Nowy Jork to miasto zamieszkane przez setki tysięcy odmieńców. Często za jedynego kompana mają psa, kota czy inne zwierzątko domowe. Może dlatego nowojorscy recenzenci po prostu oszaleli na punkcie
"Dużego zwierzęcia", filmu
Jerzego Stuhra, który w piątek miał amerykańską premierę w kinie studyjnym na Manhattanie.
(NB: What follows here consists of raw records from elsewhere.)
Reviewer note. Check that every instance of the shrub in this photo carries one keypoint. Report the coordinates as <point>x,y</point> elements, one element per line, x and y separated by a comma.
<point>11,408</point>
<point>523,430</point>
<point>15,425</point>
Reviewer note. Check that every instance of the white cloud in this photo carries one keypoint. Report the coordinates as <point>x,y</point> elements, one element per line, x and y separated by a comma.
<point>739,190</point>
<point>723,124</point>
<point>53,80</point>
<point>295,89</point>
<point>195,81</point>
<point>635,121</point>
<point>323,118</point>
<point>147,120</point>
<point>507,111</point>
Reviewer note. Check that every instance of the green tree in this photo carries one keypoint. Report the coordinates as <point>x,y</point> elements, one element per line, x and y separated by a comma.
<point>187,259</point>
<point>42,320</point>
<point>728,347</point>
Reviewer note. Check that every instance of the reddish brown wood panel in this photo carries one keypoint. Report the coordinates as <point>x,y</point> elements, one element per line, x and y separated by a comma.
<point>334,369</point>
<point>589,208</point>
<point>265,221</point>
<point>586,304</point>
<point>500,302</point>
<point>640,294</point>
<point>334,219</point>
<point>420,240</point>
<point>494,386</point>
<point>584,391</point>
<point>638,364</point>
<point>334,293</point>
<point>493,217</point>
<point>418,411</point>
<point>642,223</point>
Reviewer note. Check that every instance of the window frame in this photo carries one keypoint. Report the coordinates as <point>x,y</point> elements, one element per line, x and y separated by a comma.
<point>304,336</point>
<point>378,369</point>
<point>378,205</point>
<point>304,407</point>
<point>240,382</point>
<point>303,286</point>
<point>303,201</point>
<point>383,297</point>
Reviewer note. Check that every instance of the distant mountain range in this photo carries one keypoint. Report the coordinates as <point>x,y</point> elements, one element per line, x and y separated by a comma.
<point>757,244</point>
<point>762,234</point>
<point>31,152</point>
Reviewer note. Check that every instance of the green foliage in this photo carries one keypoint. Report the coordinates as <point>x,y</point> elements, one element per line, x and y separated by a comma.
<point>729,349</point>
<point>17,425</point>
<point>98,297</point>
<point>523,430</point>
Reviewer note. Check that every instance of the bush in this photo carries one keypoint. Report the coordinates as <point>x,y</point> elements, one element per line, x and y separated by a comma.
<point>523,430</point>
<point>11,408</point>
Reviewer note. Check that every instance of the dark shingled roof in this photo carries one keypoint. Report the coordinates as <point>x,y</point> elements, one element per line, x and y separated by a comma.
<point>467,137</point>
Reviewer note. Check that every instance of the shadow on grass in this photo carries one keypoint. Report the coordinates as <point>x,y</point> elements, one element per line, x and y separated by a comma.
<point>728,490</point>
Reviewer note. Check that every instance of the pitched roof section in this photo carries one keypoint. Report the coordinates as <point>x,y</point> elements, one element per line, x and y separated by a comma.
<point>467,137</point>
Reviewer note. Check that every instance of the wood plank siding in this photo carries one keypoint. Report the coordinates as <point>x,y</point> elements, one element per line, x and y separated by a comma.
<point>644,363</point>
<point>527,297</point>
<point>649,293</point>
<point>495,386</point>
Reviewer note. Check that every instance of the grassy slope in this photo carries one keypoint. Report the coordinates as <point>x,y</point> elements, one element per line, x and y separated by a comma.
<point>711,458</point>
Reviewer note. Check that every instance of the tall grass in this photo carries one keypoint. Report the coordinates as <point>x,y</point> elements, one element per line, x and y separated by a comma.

Pochwalne recenzje zamieściły wszystkie najważniejsze nowojorskie dzienniki i tygodniki z "New York Timesem" na czele.
"Duże zwierzę" pokazano wczoraj na otwarcie retrospektywy filmów wyreżyserowanych przez
Jerzego Stuhra w Filmotece (Anthology Film Archives), jednym z czterech najlepszych kin studyjnych na Manhattanie. "
'Duże zwierzę' to skromny, ale niesłychanie czarujący przypis do twórczości
Kieślowskiego, wielkiego mistrza polskiego kina" - napisał A.O. Scott, recenzent "New York Timesa". "Ten film to łagodna oda do nonkonformizmu" - piał z zachwytu Darren S'Addario, krytyk "Time Out New York". Z kolei recenzentowi "New York Post" film kojarzył się z onirycznymi wizjami
Felliniego. "Ta przypowieść o totalitarnej biurokracji i lęku społeczeństwa przed innością to rozkoszna satyra, a nie łopatologia" - napisał magazyn "New York".
Film
Jerzy Sturh został zakupiony do powszechnego rozpowszechniania i zostanie pokazany w kinach studyjnych w całych Stanach Zjednoczonych.